Die voraussichtlichen Kosten für das Gebäude betragen rund 800.000,00 €. Die mit dem Grunderwerb einhergehenden Nebenkosten belaufen sich auf rund 44.230,00 € (Notarkosten in Höhe von ca. 2.830,00 €, Gerichtskosten in Höhe von ca. 1.400,00 € sowie Grunderwerbsteuer in Höhe von ca. 40.000,00 €).

Die Gebäudeunterhaltungskosten werden auf jährlich rd. 9.000 € geschätzt (4.000 € Heizkosten, 4.000 € Gebäudeversicherung, 1.000 € Wasser/Abwasser). Mögliche Einnahmen aus einer Nutzung des Gebäudes können derzeit nicht näher beziffert werden.

Die Kommunalaufsicht des Westerwaldkreises hat mit Schreiben vom 10.06.2026 mitgeteilt, dass keine kommunalaufsichtlichen Bedenken gegen die verfolgte Maßnahme bestehen.
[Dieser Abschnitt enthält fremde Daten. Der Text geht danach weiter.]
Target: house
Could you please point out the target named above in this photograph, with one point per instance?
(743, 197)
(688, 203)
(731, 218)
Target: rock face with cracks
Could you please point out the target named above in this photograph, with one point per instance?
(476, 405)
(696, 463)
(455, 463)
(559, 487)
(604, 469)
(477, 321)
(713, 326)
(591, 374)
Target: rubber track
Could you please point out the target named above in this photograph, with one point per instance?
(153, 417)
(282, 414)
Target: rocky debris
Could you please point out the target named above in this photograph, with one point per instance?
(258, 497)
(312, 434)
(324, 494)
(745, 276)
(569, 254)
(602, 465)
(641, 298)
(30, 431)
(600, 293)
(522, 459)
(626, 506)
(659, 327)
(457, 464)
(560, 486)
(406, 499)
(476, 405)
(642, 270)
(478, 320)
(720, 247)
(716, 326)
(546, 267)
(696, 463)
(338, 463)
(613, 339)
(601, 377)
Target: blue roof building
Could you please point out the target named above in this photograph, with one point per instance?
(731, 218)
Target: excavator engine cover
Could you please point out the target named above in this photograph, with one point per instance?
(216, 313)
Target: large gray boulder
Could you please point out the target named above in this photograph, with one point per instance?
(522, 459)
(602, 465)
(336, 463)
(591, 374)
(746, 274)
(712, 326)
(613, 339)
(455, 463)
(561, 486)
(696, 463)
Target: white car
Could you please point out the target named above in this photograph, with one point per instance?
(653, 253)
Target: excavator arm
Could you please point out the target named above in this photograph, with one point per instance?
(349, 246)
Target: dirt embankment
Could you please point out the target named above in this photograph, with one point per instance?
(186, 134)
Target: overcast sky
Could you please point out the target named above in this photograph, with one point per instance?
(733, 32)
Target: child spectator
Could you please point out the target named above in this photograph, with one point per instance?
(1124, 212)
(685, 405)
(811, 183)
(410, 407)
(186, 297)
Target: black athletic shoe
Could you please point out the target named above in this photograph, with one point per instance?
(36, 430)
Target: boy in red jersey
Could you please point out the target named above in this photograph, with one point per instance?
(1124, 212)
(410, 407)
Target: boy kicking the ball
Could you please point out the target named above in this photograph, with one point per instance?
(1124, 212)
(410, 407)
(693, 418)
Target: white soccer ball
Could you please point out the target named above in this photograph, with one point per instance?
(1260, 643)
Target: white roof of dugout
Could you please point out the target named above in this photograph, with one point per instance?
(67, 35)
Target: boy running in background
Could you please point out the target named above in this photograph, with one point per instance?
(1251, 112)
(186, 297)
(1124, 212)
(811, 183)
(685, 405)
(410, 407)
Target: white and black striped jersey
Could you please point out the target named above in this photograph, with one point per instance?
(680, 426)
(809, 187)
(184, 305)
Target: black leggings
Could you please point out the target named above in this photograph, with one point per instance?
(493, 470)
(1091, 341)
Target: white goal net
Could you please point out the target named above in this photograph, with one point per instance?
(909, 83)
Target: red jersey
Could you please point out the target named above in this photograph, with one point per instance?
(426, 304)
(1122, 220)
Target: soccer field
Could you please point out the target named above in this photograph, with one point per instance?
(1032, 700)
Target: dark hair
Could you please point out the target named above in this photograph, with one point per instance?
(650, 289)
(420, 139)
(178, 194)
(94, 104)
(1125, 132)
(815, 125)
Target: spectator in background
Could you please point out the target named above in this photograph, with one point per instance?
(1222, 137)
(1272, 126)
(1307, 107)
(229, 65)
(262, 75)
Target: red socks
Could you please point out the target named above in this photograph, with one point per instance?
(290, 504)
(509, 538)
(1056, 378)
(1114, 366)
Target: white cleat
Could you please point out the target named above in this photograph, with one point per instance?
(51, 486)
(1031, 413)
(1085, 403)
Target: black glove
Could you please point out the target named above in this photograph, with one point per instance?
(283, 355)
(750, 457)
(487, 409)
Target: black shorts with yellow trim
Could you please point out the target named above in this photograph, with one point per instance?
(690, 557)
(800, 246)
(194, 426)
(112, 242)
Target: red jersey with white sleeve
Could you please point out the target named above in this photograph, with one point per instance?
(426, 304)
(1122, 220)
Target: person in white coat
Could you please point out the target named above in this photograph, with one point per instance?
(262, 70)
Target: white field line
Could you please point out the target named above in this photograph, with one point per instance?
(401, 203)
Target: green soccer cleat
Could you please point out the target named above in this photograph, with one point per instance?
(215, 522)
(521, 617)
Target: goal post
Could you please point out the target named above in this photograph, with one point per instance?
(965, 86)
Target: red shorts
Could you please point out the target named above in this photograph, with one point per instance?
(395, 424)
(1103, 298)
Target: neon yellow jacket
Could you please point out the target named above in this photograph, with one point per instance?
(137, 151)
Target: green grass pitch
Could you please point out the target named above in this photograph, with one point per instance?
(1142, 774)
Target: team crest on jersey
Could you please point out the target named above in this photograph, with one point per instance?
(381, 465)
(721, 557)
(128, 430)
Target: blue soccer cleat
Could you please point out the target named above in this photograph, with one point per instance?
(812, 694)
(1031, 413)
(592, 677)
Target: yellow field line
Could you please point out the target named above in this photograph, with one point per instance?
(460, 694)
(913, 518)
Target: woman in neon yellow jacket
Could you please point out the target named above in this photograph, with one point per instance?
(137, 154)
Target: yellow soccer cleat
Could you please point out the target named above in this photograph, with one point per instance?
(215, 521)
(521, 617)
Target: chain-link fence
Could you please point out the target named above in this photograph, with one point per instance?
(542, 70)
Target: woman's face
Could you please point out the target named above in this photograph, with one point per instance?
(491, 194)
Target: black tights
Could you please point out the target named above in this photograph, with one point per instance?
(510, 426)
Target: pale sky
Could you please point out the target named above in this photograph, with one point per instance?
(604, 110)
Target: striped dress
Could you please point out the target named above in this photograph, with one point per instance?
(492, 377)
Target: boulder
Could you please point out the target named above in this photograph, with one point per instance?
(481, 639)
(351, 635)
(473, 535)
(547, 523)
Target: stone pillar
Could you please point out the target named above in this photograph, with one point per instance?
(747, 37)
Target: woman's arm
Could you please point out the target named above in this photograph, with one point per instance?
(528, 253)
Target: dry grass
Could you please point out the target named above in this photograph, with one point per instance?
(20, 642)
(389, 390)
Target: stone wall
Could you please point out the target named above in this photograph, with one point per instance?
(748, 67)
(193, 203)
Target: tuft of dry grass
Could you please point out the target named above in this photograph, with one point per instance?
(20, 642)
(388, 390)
Darüber hinaus wurde bestätigt, dass die Kostenschätzung im Rahmen der gemäß § 17a Abs. 6 GemO erforderlichen Angaben vollständig und plausibel ist.

In seiner Sitzung am 25. August 2026 hat der Ortsgemeinderat der Ortsgemeinde Alpenrod gemäß § 68 Abs. 1 Satz 2 des Kommunalwahlgesetzes (KWG) einstimmig als Abstimmungstag für den Bürgerentscheid Sonntag, den 22. November 2026, beschlossen.